Dialoghi Interiori: sulla vulnerabilità.

 

…nel buio, la luce dei lampioni disegnava le sagome che si stagliavano contro la vetrata rigata di pioggia lenta…

L’uomo era ad un respiro dalla donna. Passò il palmo della mano destra sul braccio sinistro e nudo della donna. Lo passo due volte andando dalla spalla al gomito. Andata e ritorno. Guardando incuriosito quel gesto come se a farlo fosse stato qualcun altro. Come se si aspettasse una reazione inaspettata.

La donna, col mento in basso verso la spalla toccata, osservava i ricami che la pioggia proiettava dalla vetrata sul braccio dell’uomo…e sentiva un brivido liquido scendere dalla schiena fino ai fianchi e da li tra le gambe.
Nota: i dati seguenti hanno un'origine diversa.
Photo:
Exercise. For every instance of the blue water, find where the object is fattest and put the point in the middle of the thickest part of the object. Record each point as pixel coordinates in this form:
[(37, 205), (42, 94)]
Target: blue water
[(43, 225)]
Mentre la mano afferrava il fianco destro dell’uomo.

...tutto questo silenzio camminava in punta di piedi e con le scarpe in mano per non far rumore, sul suono della pioggia battente e sulla voce di Sade che veniva lenta, anima e insinuante dall’altra stanza…

…”JEZEBEL”…

Lui si avvicinò di un altro mezzo respiro, prese lento il polso della donna e lo passò piano dietro la schiena di lei...     co-stretti.

Lei alzò appena lo sguardo, quasi stanca, quasi al rallentatore, quasi profondazzurro come i suoi gattocchi.

Lui abbassò appena lo sguardo, quasi sicuro, quasi dilatato, quasi verde come le sue iridi di speranze.

Abbassò ancora un po’ guardando il semirespiro tra loro due e disse: “Tu cosa vedi?”.

Lei guardò tra loro due e disse: “Una donna ed un uomo nudi.”…”Tu cosa vedi?”.

La guardò dritto e rispose lento osservandole il collo su cui una vena pulsava regolare come il suo cuore…le accarezzava la schiena…

“Siamo scalzi con i piedi nudi che toccano la stessa terra di cui siamo fatti noi…la stessa terra che un giorno ci ha messi al mondo e a cui, un giorno, torneremo…siamo stati prestati…siamo stati prestati l’uno all’altra.”

Un lampo illuminò la strada e le parole sembravano scendere senza un percorso stabilito come le gocce sui vetri…il tuono che arrivò poco dopo le fermò per lo spavento.

In un attimo, ora, tra i due neanche un quark di spazio. Si respiravano le labbra ed i pensieri condivisi. La pelle e le parole non pronunciate. L’abbraccio stretto e i battiti.

Lui la guardò ancora…le lesse gli occhi…e disse: ”A cosa pensa la tua donna nuda e scalza quando guarda con i tuoi occhi azzurri?”.

Lei esitò solo per prendere un respiro abbastanza lungo che le garantisse di non fermarsi per respirare…e disse, lenta come un passo di danza su fado portoghese…: ”Pensa che vorrebbe essere libera…libera di darsi totalmente a qualcuno senza paure…senza alcuna paura…libera di saper pensare a cosa tu stia pensando in ogni momento senza chiederlo…libera di poterti dire quello che provo senza vergogna…libera di essere forte delle mie vulnerabilità…delle mie debolezze…delle mie fragilità…libera di essere libera…di poter essere la madre e la figlia di me stessa senza avere un padre da accontentare o un figlio da accudire come uomo…questo penso…e la mia pelle ne è testimone!

Ogni brivido sulla mia schiena, ogni goccia di sudore, ogni umidità del mio corpo dice quello che penso e mi chiede di chiederti…vuoi prendere tu la prigionia a vita della mia libertà?”.

La notte intorno ai lampi era come il silenzio tutt'intorno alle parole...

La risposta dell’uomo arrivò senza aspettare di prendere fiato…scese lenta come la pioggia sui vetri e si perse tra i tuoni lontani di Febbraio che annunciavano che la tempesta stava passando…la risposta si perse…e non sarò io a riportarla…perché è ancora li…

…tra la pioggia che cade.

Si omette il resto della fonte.